The fourth count charges that certain citizens of the United States did, in June, 1818, take on board or transport from one foreign place or country to another certain negroes in a vessel for the purpose of holding, selling, or otherwise disposing of them as slaves or to be held to labor or service. In the case of the Merino, the information
contains three counts, the second of which alone was relied upon by the counsel for the respondent, and this states that on the ___ day of June, 1818, certain citizens of the United States received on board of the said vessel, belonging to citizens of the United States, and transported from one foreign place or country, viz., from Cuba to Pensacola, a certain number of negroes for the purpose of holding the said negroes as slaves, and that the said vessel, with her cargo and the negroes, were, on 21 June, 1818, seized on the high seas by Capt. McKeever, commander of the United States ketch Surprise, and were brought into the District of Mobile for a violation of the laws of the United States, and particularly of the 4th section of the act of 1818.

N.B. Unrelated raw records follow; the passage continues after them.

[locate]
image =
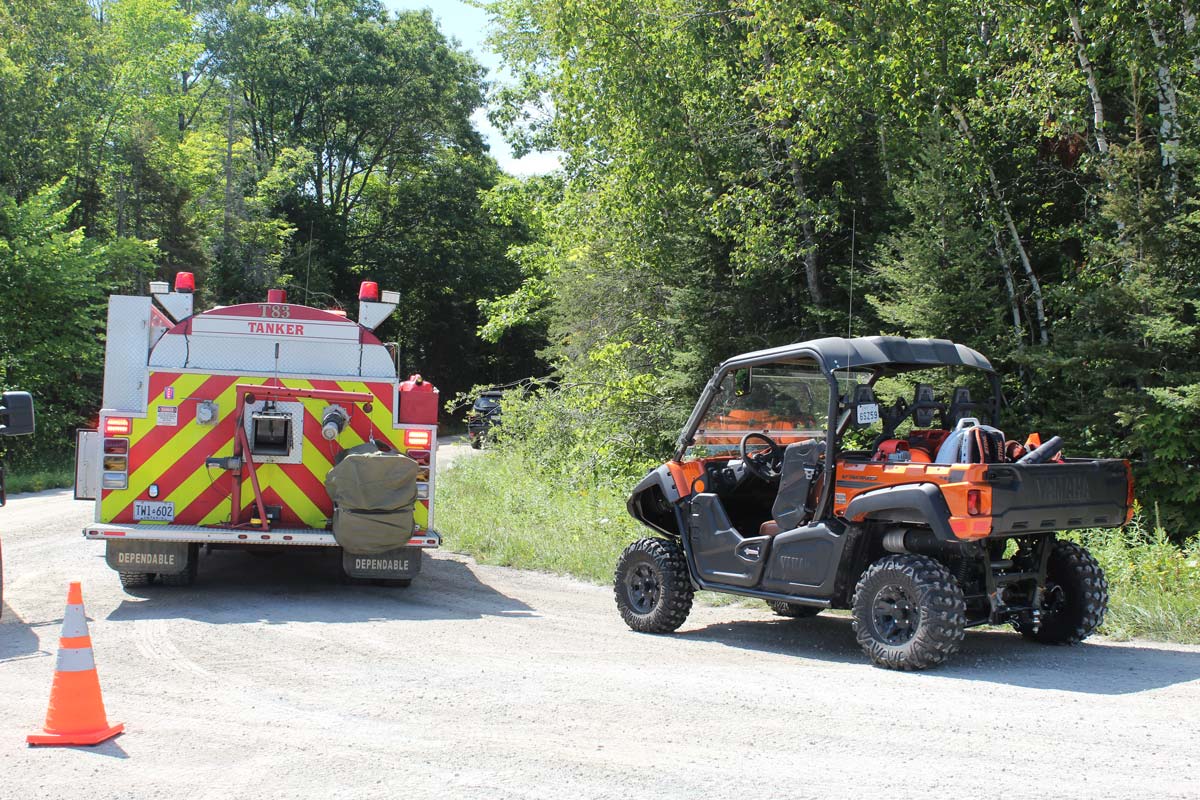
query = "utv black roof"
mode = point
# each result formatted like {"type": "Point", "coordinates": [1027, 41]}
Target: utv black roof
{"type": "Point", "coordinates": [837, 353]}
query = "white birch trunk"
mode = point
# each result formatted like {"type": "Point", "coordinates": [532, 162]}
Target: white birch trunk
{"type": "Point", "coordinates": [1093, 86]}
{"type": "Point", "coordinates": [1013, 234]}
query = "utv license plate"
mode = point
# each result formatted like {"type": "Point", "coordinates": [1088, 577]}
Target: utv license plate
{"type": "Point", "coordinates": [154, 511]}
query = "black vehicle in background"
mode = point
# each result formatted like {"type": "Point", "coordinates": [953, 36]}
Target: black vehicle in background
{"type": "Point", "coordinates": [16, 420]}
{"type": "Point", "coordinates": [484, 414]}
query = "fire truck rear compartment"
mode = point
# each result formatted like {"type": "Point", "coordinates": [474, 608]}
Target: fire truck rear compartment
{"type": "Point", "coordinates": [220, 427]}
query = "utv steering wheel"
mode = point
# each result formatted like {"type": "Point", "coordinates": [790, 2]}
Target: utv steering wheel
{"type": "Point", "coordinates": [767, 464]}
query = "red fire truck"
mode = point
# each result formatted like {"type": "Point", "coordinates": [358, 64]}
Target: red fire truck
{"type": "Point", "coordinates": [223, 428]}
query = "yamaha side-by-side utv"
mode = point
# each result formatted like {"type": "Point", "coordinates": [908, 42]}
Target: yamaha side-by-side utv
{"type": "Point", "coordinates": [793, 483]}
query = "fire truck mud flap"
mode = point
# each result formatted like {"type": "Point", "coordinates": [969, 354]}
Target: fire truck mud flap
{"type": "Point", "coordinates": [160, 558]}
{"type": "Point", "coordinates": [399, 564]}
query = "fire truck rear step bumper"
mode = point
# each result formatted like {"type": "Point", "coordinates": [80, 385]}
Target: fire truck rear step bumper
{"type": "Point", "coordinates": [303, 536]}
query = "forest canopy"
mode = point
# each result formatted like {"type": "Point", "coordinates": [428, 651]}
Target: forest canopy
{"type": "Point", "coordinates": [744, 173]}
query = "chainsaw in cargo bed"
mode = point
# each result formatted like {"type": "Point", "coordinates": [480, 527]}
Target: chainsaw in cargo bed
{"type": "Point", "coordinates": [793, 483]}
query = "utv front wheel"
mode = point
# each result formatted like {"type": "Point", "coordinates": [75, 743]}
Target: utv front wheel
{"type": "Point", "coordinates": [795, 611]}
{"type": "Point", "coordinates": [652, 585]}
{"type": "Point", "coordinates": [1074, 601]}
{"type": "Point", "coordinates": [909, 612]}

The information in the case of the Louisa and her cargo was substantially the same as the one last mentioned, the second count being also founded on the 4th section of the act of 1818.
The evidence in these cases established the following facts, viz., that the above vessels, owned by citizens of the United States and registered as such, sailed from certain ports in the United States to Havana, where they each received on board certain goods, as also a number of slaves, newly imported from the coast of Africa, the latter belonging to subjects of Spain, residents either of Havana or Pensacola, to be transported from the former to the latter place. The Merino cleared out at Havana on 2 June, 1818, for Mobile, and the Constitution and Louisa on the 10th of the same month, for New Orleans.

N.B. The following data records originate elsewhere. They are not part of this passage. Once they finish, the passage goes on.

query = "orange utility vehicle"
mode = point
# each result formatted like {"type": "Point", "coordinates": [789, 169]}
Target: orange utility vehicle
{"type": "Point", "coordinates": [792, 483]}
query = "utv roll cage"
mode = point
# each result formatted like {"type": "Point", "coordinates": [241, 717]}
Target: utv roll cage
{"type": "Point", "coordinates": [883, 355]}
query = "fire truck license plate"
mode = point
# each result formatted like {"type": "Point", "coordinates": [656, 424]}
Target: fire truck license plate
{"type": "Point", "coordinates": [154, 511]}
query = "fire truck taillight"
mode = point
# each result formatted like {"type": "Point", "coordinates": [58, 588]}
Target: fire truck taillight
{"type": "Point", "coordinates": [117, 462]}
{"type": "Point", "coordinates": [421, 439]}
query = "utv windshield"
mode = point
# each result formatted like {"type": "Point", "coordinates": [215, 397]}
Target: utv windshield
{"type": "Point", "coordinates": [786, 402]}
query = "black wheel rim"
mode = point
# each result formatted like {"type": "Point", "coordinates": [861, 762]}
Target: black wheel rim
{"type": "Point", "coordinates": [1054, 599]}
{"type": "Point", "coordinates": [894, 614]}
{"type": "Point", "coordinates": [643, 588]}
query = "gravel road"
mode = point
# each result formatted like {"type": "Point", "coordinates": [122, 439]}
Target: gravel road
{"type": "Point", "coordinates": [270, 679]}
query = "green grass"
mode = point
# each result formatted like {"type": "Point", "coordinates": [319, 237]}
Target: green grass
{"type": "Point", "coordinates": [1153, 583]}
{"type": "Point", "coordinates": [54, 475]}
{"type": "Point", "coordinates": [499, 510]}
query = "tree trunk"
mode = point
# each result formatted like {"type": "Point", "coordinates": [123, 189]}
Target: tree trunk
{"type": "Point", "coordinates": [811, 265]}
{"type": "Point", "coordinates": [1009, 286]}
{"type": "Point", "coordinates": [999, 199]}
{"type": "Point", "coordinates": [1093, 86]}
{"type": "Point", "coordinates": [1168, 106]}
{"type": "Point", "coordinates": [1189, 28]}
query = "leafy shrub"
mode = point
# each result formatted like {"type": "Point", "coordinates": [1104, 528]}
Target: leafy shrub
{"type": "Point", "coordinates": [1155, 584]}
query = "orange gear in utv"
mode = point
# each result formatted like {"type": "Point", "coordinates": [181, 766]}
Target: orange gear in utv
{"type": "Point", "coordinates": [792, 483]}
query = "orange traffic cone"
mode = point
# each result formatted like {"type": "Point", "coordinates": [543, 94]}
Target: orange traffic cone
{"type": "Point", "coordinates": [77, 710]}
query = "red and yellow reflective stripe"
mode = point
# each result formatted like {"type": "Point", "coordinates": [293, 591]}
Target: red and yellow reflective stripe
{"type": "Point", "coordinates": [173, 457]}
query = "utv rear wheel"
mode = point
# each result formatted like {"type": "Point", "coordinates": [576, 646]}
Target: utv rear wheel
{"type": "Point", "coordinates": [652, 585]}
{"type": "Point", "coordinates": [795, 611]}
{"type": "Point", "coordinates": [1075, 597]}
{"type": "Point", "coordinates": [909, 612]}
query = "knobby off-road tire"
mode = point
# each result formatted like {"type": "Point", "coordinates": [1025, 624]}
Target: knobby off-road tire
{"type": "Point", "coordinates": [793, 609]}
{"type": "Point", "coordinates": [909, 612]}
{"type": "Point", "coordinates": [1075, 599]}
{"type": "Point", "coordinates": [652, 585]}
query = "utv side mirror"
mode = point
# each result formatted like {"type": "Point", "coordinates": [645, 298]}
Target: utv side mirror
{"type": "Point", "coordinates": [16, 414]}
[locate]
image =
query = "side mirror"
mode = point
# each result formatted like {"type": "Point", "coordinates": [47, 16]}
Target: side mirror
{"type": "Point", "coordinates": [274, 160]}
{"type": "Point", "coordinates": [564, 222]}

The owners of these vessels, however, engaged to land the slaves at Pensacola on their respective voyages to New Orleans and Mobile. On their arrival within or near to the Bay of Pensacola, that place was found in possession of the American army under the command of Gen. Jackson. The Merino was seized by the United States ketch Surprise, commanded by Capt. McKeever, within a mile and a half of Fort Barancas, inside the bar, and within the harbor of Pensacola. The Constitution was taken possession of by Col. Brooke, of the United States army, under the guns of Fort Barancas, then in possession of the United States forces. The Louisa was captured by Capt. McKeever in the ketch before mentioned outside of the bar at Pensacola, standing in. These vessels, with their goods on board and the negroes, were sent to the District of Mobile for adjudication. The Constitution, having on board an agent of Col. Brooke, was boarded off Mobile Point by the United States revenue boat and was carried in and reported by Capt. Lewis, commanding said boat, to the collector as having been seized by him, the agent reporting the seizure as having been made by Col. Brooke.

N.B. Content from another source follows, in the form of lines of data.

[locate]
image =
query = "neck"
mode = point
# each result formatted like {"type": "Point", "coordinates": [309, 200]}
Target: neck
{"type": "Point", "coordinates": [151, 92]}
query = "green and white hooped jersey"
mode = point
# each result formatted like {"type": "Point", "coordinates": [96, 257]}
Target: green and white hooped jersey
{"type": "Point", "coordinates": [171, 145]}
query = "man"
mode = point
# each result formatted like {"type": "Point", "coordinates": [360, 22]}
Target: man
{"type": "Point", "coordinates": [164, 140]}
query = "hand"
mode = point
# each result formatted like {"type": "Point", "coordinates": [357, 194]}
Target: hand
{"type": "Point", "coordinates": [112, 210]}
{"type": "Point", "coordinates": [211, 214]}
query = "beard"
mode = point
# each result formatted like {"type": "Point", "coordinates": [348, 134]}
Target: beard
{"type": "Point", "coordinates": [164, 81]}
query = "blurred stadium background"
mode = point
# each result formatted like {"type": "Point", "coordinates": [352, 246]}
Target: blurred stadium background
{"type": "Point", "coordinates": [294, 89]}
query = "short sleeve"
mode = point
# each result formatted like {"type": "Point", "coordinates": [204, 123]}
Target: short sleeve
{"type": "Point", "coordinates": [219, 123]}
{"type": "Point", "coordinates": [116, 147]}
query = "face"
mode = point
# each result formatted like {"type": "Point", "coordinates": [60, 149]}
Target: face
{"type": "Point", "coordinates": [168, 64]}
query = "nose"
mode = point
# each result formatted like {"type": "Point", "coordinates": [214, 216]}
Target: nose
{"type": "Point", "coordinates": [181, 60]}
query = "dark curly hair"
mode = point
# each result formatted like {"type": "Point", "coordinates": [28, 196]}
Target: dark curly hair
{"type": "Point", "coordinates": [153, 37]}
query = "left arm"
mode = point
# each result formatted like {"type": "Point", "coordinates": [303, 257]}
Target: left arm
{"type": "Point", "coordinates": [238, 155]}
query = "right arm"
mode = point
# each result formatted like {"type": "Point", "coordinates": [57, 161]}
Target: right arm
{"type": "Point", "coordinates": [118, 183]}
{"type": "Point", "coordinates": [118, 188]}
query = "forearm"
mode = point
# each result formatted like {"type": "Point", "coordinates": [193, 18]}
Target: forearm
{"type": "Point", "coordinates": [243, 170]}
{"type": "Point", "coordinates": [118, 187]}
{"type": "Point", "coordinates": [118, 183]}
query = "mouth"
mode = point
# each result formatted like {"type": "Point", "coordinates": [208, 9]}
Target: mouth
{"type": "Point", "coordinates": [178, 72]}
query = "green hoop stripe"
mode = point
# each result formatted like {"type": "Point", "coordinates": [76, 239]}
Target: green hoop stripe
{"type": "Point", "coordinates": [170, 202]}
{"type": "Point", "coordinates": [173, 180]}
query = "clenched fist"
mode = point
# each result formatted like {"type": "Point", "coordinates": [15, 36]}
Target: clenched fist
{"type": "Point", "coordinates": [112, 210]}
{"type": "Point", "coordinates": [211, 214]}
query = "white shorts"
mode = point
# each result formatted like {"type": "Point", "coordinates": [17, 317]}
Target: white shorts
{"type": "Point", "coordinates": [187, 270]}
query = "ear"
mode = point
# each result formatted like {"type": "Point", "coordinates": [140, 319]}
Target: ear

The informations against these vessels and their cargoes were filed in the General Court for the Territory of Alabama, from whence the proceedings were removed into the District Court of Alabama, where the vessels and their cargoes were severally condemned as forfeited to the United States, but the distribution was reserved for the future order of the court. From these
sentences of condemnation the claimants of the vessels and the cargoes appealed to this Court.